CHAPTER THIRTY-SEVEN
“MARK, I’M SO SORRY.” I sat next to the sobbing man, my arm around his shoulders. All that wild sexual energy he’d had at the game was now gone, submerged inside his grief. I kissed the top of his head, a gesture from his liege, then stood and nodded to Jacob. “With me, please.”
Jacob stepped away from the wall, where he’d been hovering over Marcus.
“Ianto, please go check on the deli,” I continued. “Make sure everything’s okay there. You and Liz go on over to Bea’s. I want to make sure she’s home and safe. Anything hinky there, you get Rhys, phone the ranch. and get some backup. If everything’s cool there, have Liz stay with Bea and then you twins can go scope out the scene of the fire. Get details from Tucker.” I stared out the window at the darkening sky. “Most of the vampires should be awake now. Take Mark with you to the ranch? Keep him safe.”
Ianto, who’d met us at the deli, nodded and put a hand on Mark’s shoulder. “C’mon, Mark. Let’s go. We’ll get you to a safe place.”
Mark twisted out of Ianto’s grip and slid down the bench seat. “I’m coming with you, Keira,” he growled. “They killed my brother, hurt Luka, shot Greg.”
I stared at the wolf, his eyes beginning to glow, anger sparking his change. “No.” I threw out a hand and concentrated on the binding spell. I’d used it successfully in sparring; now I wanted to bind his wolf, bind his energy. The last thing I needed was an angry Fenrir going all Lon Chaney on us. The spell whispered in my head, energy swirling out of my hand and surrounding Mark, who stiffened and let out an angry howl, but a human one, not wolf.
“What did you do?” He gripped the edge of the table and strained. My energy field tightened around him, prohibiting the wolf from emerging.
/> Ianto gave him a small smile, recognizing the power and the spell. “Mark, please. Just come with me and we’ll handle things.”
Jacob stepped forward and spoke quietly but firmly. “Fenrir, you are not a fighter,” he said. “Let our new liege and her people handle this, get our justice. Stay alive.” Jacob’s eyes burned fiercely in the gathering gloom. We’d not turned on any lights in the deli. “I will fight with them.”
I started to protest, then caught Tucker’s quick head shake. What was he trying to tell me?
Ianto placed his hand on Mark’s shoulder again. “Come.”

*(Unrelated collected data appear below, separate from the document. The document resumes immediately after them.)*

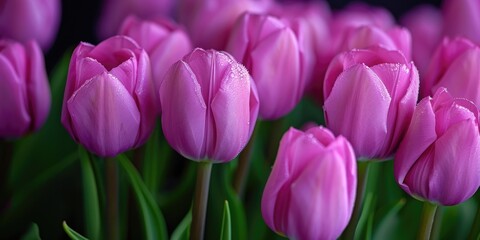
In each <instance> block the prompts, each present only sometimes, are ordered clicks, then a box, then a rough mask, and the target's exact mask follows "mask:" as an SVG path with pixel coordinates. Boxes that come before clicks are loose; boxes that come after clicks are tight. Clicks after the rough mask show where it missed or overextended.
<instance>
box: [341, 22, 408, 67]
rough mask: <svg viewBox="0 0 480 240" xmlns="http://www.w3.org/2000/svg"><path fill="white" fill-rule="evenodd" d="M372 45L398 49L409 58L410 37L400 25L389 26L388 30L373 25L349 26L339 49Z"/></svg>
mask: <svg viewBox="0 0 480 240" xmlns="http://www.w3.org/2000/svg"><path fill="white" fill-rule="evenodd" d="M372 46H381V47H383V48H385V49H388V50H399V51H400V52H402V53H403V55H404V56H405V57H406V58H407V59H408V60H410V59H411V55H412V37H411V35H410V32H409V31H408V30H407V29H406V28H401V27H391V28H389V29H388V30H384V29H381V28H379V27H375V26H373V25H363V26H360V27H352V28H349V29H348V30H346V31H345V33H344V36H343V40H342V43H341V45H340V51H348V50H351V49H355V48H368V47H372Z"/></svg>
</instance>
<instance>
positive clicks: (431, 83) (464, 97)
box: [420, 38, 480, 106]
mask: <svg viewBox="0 0 480 240" xmlns="http://www.w3.org/2000/svg"><path fill="white" fill-rule="evenodd" d="M478 66H480V48H479V47H478V45H475V44H474V43H472V42H470V41H469V40H467V39H464V38H456V39H453V40H450V39H448V38H445V39H444V40H443V42H442V44H441V45H440V46H439V47H438V48H437V50H436V52H435V54H434V55H433V57H432V60H431V62H430V66H429V68H428V71H427V74H426V75H425V78H424V79H423V81H421V82H420V84H421V86H420V89H421V96H423V97H426V96H431V95H432V94H433V93H435V92H436V90H437V89H438V88H440V87H445V88H447V89H448V91H449V93H450V94H452V95H453V96H454V97H459V98H467V99H469V100H471V101H473V102H474V103H475V104H477V106H480V105H478V104H480V72H479V71H478Z"/></svg>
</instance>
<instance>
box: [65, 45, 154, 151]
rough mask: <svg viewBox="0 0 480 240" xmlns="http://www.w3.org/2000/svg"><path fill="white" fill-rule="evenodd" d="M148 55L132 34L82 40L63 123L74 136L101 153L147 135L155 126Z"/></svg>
mask: <svg viewBox="0 0 480 240" xmlns="http://www.w3.org/2000/svg"><path fill="white" fill-rule="evenodd" d="M155 116H156V106H155V92H154V89H153V81H152V78H151V69H150V61H149V59H148V55H147V53H146V52H145V50H143V49H142V48H140V47H139V46H138V45H137V43H136V42H135V41H134V40H132V39H131V38H129V37H125V36H114V37H111V38H109V39H107V40H105V41H103V42H101V43H100V44H98V45H97V46H93V45H90V44H88V43H80V44H79V45H78V46H77V48H76V49H75V51H74V52H73V55H72V59H71V60H70V67H69V69H68V77H67V85H66V88H65V95H64V100H63V107H62V123H63V125H64V126H65V128H66V129H67V131H68V132H69V133H70V135H71V136H72V137H73V139H74V140H75V141H77V142H79V143H80V144H82V145H83V146H85V148H87V149H88V150H89V151H91V152H93V153H95V154H97V155H99V156H101V157H113V156H115V155H117V154H119V153H122V152H124V151H126V150H129V149H132V148H136V147H138V146H140V145H142V144H143V143H145V141H146V140H147V138H148V137H149V135H150V133H151V132H152V130H153V127H154V125H155Z"/></svg>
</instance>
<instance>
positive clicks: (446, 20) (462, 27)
mask: <svg viewBox="0 0 480 240" xmlns="http://www.w3.org/2000/svg"><path fill="white" fill-rule="evenodd" d="M442 12H443V17H444V26H443V29H444V34H445V35H447V36H450V37H465V38H468V39H470V40H472V41H473V42H475V43H477V44H480V1H478V0H444V1H443V5H442Z"/></svg>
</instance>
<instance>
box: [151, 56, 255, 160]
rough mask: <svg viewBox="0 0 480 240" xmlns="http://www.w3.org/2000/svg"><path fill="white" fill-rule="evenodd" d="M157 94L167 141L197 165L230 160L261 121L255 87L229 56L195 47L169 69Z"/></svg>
mask: <svg viewBox="0 0 480 240" xmlns="http://www.w3.org/2000/svg"><path fill="white" fill-rule="evenodd" d="M159 96H160V103H161V108H162V128H163V132H164V135H165V138H166V140H167V141H168V143H169V144H170V145H171V146H172V147H173V148H174V149H175V150H176V151H177V152H179V153H180V154H182V155H183V156H185V157H186V158H189V159H191V160H195V161H204V160H209V161H212V162H228V161H231V160H232V159H233V158H235V157H236V156H237V155H238V154H239V153H240V151H241V150H242V149H243V148H244V147H245V145H246V144H247V142H248V140H249V139H250V136H251V134H252V131H253V128H254V126H255V122H256V120H257V115H258V108H259V101H258V97H257V92H256V88H255V84H254V82H253V81H252V79H251V77H250V75H249V74H248V72H247V70H246V69H245V68H244V67H243V66H242V65H241V64H239V63H237V62H236V61H235V59H234V58H233V57H232V56H230V55H229V54H227V53H225V52H218V51H215V50H208V51H206V50H203V49H200V48H197V49H194V50H193V51H192V52H191V53H189V54H188V55H186V56H185V57H184V58H183V59H182V60H180V61H178V62H177V63H175V64H174V65H172V66H171V67H170V69H169V70H168V72H167V75H166V76H165V79H164V81H163V82H162V85H161V86H160V90H159Z"/></svg>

Mark slumped and with a sob, stood and let Ianto lead him away. At the door, he turned. “To the death, yes?”
I met his gaze. “Yes.”
“I’ve called Niko,” Tucker said. “He’s heading out to the property with a couple of the security staff.”
“You’re not going with?”
Tucker eyed Jacob, then turned to me. “No, I’d best stay here.”
“Fair enough.” I flipped the light switch on the wall, illuminating the table area. “Jacob, please sit.”
He hesitated but then complied, seating himself at the bench across from where Mark had been sitting. Tucker moved to stand behind him. Jacob didn’t even blink at this.
“Third degree?” he asked flatly.
“Whatever you want to call it,” I responded in a similar tone. “You tell me. You’re the new guy to the pack, involved in this church of hatred. Those boys kill for their pins, don’t they?”
Jacob said nothing, his gaze steady on mine. “What do you think?”
“I don’t need to think. Tucker heard them talk about making their bones. Unless they’re playing at a game they know nothing about, those boys are killers. They set up a fertilizer bomb at the apartment building, hightailed it back to the church. We were there to see them, smell them, hear them laughing at the fact that they’d ‘finished.’?” I sat across from him, never losing eye contact. What was hiding back there? He never flinched, never shifted his position or his own eye contact with me. No telltale twitches gave anything away. I was going to have to do this the hard way. “Tucker.”